Some of them may be members of an alleged cult!
This is no April Fool’s joke. There’s an organization making headlines this week over bizarre and shocking allegations, leading to an FBI raid, arrests, salacious headlines and accusations of sex trafficking.
And somewhere in the middle is a strange link to the failed presidential candidate.
NXIVM calls itself a self-help group or, in its own seemingly innocuous slogan, it’s “a community guided by humanitarian principles that seek to empower people and answer important questions about what it means to be human.”
An FBI complaint says its classes cost big money – $5,000 for a five-day workshop – and that members are not only pushed to keep attending these classes, but to recruit others, with some getting commissions.
But what sets this group apart from your typical multilevel marketing scam or pyramid scheme are a series of OTHER allegations made by the feds.
The complaint says the organization has a second group deep inside it, a secret system of “masters” and “slaves,” complete with branding rituals.
“During the branding ceremonies, slaves were required to be fully naked, and the master would order one slave to film while the other held down the slave being branded,” a criminal complaint cited by The New York Daily News states.
The complaint also said the “slaves” not only had to carry out menial tasks for their “masters,” but that some were “directly or implicitly required” to have sex with the head of the cult.
And because he liked them thin, some were put on very low-calorie diets and had to “document every food they ate.”
This bizarre story is making headlines in upstate New York, where the alleged cult is based, in Canada where one ex-cultist is speaking out, in Mexico, where the head of the group was recently arrested and beyond.
But there’s one other location that figures prominently here but hasn’t been in many headlines yet.
Arkansas.
A 2007 report in The New York Post said the head of this group was run out of the state in a different scheme when Bill Clinton was governor, but that didn’t sour his organization on the Clintons.
“Executives and top associates of the Albany-based NXIVM group – along with their family members – donated $29,900 to [Hillary] Clinton’s [1008] presidential campaign, according to federal records,” The Post reported at the time.
A Clinton spokesperson dismissed the allegations at the time as just a random coincidence.
“Over 100,000 people from across the country have contributed to Sen.

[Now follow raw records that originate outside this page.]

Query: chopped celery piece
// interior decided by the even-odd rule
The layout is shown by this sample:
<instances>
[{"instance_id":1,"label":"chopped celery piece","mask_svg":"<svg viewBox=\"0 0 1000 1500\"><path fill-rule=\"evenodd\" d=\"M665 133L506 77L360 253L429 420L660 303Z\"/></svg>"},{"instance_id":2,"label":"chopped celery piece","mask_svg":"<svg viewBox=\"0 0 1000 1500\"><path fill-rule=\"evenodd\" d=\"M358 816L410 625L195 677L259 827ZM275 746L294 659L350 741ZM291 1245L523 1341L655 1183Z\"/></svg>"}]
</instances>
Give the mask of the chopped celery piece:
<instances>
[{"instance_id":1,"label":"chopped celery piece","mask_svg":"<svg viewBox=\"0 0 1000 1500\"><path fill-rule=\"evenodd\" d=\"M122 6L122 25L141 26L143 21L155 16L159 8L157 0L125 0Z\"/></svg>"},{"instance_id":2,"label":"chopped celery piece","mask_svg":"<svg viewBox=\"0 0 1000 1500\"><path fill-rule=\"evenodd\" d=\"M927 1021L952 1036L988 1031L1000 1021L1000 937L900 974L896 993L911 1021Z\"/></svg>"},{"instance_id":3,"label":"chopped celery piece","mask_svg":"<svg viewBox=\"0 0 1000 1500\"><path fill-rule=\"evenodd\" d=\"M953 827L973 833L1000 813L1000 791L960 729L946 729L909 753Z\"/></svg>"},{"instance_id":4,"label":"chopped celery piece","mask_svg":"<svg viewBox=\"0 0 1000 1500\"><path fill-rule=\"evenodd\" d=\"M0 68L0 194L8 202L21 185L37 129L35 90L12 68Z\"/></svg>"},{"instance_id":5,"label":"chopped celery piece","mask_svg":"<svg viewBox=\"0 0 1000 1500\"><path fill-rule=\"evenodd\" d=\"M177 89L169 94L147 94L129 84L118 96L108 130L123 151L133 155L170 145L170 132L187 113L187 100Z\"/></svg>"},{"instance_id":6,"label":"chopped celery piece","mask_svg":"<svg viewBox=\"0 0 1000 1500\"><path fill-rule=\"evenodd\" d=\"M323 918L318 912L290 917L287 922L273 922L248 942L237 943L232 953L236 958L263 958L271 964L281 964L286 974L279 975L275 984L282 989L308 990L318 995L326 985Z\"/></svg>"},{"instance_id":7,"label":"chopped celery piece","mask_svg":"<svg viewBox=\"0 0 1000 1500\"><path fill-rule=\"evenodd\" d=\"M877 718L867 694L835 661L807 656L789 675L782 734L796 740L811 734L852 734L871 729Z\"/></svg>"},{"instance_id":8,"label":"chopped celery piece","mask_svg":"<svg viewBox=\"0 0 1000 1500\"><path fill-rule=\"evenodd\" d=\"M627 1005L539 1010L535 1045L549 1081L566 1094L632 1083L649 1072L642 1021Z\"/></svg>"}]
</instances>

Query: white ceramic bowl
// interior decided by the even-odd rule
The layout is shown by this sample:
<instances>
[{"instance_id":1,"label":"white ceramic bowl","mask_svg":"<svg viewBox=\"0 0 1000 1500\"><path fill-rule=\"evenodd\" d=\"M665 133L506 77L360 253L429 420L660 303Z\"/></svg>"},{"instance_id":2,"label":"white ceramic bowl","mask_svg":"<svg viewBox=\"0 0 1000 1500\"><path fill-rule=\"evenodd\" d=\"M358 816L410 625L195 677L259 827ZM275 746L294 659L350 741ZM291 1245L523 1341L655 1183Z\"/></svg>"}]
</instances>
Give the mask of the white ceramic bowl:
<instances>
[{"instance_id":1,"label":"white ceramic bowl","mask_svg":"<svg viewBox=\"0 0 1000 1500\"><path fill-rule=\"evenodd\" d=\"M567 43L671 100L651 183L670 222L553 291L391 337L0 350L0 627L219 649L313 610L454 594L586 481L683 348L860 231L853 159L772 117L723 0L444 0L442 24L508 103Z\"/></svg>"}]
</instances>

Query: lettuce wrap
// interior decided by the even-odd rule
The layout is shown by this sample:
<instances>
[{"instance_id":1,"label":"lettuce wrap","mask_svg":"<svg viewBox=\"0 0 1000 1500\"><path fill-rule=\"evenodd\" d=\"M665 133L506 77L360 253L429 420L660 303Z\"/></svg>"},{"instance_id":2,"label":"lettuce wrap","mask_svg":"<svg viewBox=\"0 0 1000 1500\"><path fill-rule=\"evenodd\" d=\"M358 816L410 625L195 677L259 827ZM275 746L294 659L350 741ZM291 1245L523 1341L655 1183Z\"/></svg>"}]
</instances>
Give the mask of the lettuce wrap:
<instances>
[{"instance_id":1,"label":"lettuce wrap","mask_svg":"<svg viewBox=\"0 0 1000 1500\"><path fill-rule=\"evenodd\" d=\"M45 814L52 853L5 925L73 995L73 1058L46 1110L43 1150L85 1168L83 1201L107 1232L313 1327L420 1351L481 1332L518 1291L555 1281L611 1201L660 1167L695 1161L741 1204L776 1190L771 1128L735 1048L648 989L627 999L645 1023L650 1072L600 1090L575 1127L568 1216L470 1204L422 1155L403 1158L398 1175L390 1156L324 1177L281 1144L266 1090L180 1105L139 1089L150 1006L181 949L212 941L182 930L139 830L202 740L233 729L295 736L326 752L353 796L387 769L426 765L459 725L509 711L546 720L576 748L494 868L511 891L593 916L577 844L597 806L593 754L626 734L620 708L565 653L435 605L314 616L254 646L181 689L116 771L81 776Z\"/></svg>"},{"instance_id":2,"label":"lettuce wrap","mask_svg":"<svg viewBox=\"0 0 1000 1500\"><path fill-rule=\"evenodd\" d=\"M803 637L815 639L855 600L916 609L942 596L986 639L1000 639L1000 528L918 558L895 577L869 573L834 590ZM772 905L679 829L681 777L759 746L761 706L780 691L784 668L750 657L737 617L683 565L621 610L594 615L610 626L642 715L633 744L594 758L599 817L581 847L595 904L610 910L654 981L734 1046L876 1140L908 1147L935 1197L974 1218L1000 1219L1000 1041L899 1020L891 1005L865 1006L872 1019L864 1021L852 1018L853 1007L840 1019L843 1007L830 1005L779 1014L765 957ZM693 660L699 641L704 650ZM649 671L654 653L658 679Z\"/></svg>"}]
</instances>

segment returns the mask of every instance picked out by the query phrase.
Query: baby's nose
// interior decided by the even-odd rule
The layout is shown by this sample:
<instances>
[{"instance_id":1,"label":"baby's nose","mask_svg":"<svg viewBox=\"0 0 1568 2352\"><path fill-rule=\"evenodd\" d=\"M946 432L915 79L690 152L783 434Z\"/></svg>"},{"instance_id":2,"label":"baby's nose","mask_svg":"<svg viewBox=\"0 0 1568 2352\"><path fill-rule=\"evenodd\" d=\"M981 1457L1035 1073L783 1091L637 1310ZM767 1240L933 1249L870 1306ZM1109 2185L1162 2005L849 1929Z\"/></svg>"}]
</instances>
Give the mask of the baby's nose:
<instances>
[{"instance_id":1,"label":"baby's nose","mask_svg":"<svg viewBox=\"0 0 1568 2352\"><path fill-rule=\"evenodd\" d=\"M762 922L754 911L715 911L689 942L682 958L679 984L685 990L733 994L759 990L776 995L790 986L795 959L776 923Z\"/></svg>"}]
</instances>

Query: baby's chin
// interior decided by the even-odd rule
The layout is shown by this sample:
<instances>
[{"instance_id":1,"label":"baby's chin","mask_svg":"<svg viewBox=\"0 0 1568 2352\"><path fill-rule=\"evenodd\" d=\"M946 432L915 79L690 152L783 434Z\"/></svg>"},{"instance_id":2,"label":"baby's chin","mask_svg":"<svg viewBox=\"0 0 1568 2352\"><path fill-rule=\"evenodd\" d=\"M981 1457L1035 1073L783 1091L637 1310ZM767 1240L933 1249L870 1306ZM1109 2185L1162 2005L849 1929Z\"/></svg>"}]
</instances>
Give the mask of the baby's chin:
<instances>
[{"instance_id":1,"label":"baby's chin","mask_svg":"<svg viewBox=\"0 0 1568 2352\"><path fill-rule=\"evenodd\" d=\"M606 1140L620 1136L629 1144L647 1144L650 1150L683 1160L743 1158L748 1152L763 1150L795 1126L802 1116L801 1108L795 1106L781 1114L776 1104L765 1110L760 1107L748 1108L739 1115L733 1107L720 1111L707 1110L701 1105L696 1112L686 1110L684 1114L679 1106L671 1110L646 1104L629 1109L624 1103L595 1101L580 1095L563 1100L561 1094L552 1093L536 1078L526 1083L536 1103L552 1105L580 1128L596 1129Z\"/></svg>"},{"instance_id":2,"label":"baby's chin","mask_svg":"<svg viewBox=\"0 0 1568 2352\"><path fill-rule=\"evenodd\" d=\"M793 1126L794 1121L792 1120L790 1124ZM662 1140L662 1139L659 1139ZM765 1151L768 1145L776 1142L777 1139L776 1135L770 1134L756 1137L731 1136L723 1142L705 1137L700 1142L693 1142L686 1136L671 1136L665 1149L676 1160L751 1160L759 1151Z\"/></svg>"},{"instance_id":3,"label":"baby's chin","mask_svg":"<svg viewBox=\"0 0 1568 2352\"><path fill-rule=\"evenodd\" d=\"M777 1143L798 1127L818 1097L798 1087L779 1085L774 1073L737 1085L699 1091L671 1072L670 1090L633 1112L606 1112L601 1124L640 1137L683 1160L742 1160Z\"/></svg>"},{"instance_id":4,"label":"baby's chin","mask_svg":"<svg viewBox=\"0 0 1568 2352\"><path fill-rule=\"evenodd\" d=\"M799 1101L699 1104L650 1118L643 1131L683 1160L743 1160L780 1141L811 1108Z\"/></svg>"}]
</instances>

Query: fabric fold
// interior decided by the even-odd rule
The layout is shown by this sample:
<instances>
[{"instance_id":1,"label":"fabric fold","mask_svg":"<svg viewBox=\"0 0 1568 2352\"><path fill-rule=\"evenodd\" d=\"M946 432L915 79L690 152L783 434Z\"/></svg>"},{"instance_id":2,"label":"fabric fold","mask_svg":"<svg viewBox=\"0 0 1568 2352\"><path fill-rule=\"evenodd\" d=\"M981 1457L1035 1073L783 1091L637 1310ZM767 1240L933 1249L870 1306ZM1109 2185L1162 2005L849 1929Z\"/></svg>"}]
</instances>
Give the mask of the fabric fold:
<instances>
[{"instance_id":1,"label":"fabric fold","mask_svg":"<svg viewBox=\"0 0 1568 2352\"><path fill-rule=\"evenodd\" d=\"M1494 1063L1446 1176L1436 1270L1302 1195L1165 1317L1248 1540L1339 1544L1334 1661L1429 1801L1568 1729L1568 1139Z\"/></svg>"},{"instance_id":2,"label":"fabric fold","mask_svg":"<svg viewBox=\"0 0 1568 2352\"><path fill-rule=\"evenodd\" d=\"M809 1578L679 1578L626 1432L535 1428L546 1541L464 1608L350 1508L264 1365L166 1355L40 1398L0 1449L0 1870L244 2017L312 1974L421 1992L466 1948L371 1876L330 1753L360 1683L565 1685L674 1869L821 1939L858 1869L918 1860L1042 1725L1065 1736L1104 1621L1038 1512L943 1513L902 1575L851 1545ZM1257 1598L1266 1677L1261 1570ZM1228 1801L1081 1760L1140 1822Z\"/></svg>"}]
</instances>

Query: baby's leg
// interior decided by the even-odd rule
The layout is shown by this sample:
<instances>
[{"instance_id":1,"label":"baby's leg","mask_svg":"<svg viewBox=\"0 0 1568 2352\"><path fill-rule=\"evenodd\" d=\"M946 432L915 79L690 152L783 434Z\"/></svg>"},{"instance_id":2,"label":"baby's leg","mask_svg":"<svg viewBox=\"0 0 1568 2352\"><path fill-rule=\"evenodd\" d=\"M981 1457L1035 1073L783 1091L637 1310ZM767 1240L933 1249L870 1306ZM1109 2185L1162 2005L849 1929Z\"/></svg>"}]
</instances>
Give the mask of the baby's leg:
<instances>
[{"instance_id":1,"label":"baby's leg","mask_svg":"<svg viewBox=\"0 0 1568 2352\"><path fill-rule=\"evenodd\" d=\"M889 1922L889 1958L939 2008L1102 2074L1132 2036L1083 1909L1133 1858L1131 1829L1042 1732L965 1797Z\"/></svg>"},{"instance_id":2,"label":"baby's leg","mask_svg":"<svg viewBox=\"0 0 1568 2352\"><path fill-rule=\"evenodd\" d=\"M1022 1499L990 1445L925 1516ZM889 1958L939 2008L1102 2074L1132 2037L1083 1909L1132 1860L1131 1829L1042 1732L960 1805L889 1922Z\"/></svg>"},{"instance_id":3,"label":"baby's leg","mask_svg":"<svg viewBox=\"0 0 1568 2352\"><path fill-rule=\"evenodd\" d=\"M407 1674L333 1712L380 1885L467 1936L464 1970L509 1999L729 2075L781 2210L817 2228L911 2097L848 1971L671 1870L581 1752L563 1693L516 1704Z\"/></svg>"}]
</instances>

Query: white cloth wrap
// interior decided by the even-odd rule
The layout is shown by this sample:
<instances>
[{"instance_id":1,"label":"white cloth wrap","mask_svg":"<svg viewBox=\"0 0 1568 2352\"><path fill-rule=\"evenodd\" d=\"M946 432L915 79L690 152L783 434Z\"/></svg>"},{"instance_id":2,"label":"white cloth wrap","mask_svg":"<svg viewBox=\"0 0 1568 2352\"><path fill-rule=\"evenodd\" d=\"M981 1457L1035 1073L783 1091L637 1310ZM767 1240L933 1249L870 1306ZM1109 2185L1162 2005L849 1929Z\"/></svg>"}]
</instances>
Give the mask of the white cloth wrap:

Clinton’s campaign for change, and regardless of who supports her, she will always continue to stand up for what she feels is right,” spokesman Blake Zeff told the Post.
But it may be more than just a random connection: Other reports show that several key Clinton insiders had ties to the group. That same year, New York Magazine even reported that one of Hillary Clinton’s top fundraisers is – or at least was – a member.
There’s no evidence the Clintons have or had any knowledge of the workings of this creepy cult.
But it’s one more example of the former first family’s constant creepy connections, and how trouble seems to follow them around like… well… cultists following their master.